O paciente apresenta acidose metabólica (bicarbonato baixo) com compensação respiratória (pCO2 baixo), resultando em um pH dentro da faixa de normalidade. Isso indica uma acidose metabólica compensada por alcalose respiratória, um achado comum em desidratação grave e choque.
A interpretação da gasometria arterial é uma habilidade fundamental para qualquer médico, especialmente em situações de emergência pediátrica como o choque hipovolêmico por desidratação grave. O equilíbrio ácido-básico é mantido por complexos sistemas tampão e pela regulação pulmonar e renal. Distúrbios nesse equilíbrio podem ter sérias consequências sistêmicas. No caso apresentado, o lactente com choque hipovolêmico por gastroenterite grave desenvolve acidose metabólica devido à hipoperfusão tecidual (produção de lactato) e perda de bicarbonato. A gasometria revela um pH de 7,36 (dentro da normalidade, mas no limite inferior), pCO2 de 20mmHg (baixo) e bicarbonato de 15mEq/l (baixo). O bicarbonato baixo indica o distúrbio primário de acidose metabólica. A pCO2 baixa é a resposta compensatória do sistema respiratório, que tenta "soprar" CO2 para aumentar o pH. A presença de um pH normal, apesar de um distúrbio primário significativo, é a chave para identificar uma acidose metabólica compensada. A compensação respiratória é rápida, mas tem limites. É importante calcular o pCO2 esperado pela fórmula de Winter (pCO2 esperado = 1.5 x HCO3- + 8 ± 2) para verificar se a compensação é apropriada ou se há um distúrbio misto adicional (por exemplo, alcalose respiratória primária ou acidose respiratória sobreposta). Neste caso, a compensação é adequada, resultando em um pH normalizado.

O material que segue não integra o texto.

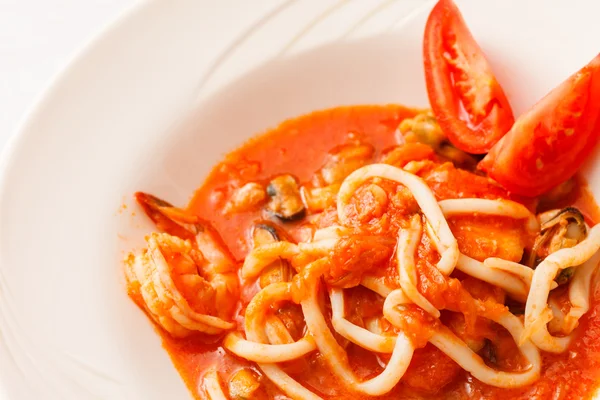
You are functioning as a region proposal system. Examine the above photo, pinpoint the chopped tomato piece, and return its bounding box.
[423,0,514,154]
[479,54,600,197]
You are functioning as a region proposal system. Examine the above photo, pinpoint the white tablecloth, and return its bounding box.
[0,0,136,150]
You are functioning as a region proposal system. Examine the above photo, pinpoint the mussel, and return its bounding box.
[267,175,306,221]
[398,111,477,169]
[527,207,587,285]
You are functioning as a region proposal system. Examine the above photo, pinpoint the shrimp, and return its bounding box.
[125,193,239,337]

Uma acidose metabólica compensada é caracterizada por um pH dentro da faixa de normalidade ou discretamente baixo, um bicarbonato (HCO3-) significativamente reduzido (indicando o distúrbio primário) e uma pCO2 também reduzida (indicando a compensação respiratória).
Na acidose metabólica, o corpo tenta compensar aumentando a ventilação pulmonar (hiperventilação). Isso leva à eliminação de CO2, diminuindo a pCO2 arterial e, consequentemente, elevando o pH em direção à normalidade.
A desidratação grave e o choque hipovolêmico levam à hipoperfusão tecidual e hipóxia, resultando em metabolismo anaeróbico e acúmulo de ácido lático. Além disso, a perda de bicarbonato pelas fezes na gastroenterite contribui para a acidose metabólica.